The study was conducted involving more than 1 million participants from eight different countries.
Drinking at least four cups of tea per day has the potential to reduce the risk of type 2 diabetes, a new study suggests. The research findings, a review of 19 previous such studies, which will be presented at the annual meeting of the European Association for the Study of Diabetes in Stockholm, Sweden, suggest that drinking four cups of tea daily could potentially decrease the risk of type 2 diabetes by 17 per cent.
The average use of black, green, or oolong tea is associated with a lower risk of developing type 2 diabetes, according to the study. The study was conducted involving more than 1 million participants from eight different countries.
“Our results are intriguing because they imply that people can do something as easy as drinking four cups of tea a day to potentially lower their chance of acquiring type 2 diabetes,” said Xiaying Li of Wuhan University of Science and Technology in China, the lead author of the study.
Adults who drank between one and three cups of tea daily had a 4 percent lower risk of type 2 diabetes than those who didn’t, while those who drank at least four cups daily had a 17 percent lower risk of getting affected by the disease.
Researchers discovered that the probabilities of type 2 diabetes, for tea drinkers and non-drinkers, were comparable after controlling for variables including age, sex, and physical inactivity that are known to be associated with an increased risk of getting type 2 diabetes.

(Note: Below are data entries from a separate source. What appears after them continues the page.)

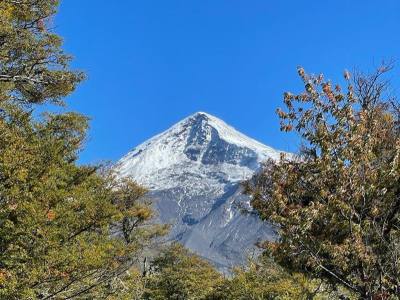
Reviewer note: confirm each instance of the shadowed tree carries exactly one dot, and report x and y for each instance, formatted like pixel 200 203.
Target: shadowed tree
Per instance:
pixel 60 222
pixel 337 204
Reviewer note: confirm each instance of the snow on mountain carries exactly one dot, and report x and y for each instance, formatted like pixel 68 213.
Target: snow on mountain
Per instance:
pixel 193 171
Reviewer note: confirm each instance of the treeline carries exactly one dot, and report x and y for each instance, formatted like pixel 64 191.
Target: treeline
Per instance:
pixel 69 231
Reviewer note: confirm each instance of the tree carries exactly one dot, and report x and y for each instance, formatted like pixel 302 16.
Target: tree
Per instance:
pixel 33 67
pixel 337 203
pixel 263 279
pixel 66 230
pixel 180 275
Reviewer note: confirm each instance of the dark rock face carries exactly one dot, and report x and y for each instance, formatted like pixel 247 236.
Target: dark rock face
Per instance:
pixel 194 171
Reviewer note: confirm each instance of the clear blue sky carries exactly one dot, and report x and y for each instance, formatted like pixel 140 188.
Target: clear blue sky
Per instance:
pixel 151 63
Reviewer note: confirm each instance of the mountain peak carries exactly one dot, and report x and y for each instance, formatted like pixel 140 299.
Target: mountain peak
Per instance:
pixel 193 171
pixel 197 141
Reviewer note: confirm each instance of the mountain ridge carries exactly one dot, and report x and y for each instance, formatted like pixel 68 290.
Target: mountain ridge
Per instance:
pixel 193 171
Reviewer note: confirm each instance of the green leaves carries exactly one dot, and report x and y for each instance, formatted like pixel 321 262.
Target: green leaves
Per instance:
pixel 337 204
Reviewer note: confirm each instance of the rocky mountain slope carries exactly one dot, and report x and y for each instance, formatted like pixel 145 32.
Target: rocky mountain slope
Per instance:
pixel 193 171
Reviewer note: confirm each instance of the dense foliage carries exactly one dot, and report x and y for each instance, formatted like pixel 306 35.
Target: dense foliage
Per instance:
pixel 58 220
pixel 178 274
pixel 337 204
pixel 70 231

No matter the sort of tea the participants drank, whether they identified as male or female, or where they lived, connections were still there, suggesting that the amount of tea consumed may be more significant than any other element in explaining the associations. Drinking tea can help reduce the risk of type 2 diabetes, but only in big doses, Li added.
Oolong tea, a classic Chinese brew, is also made from the same plant that yields green tea and black tea. Oolong tea is partially oxidised while black tea is allowed to totally oxidise, this difference is due to the processing procedure. Green tea is not permitted to significantly oxidise.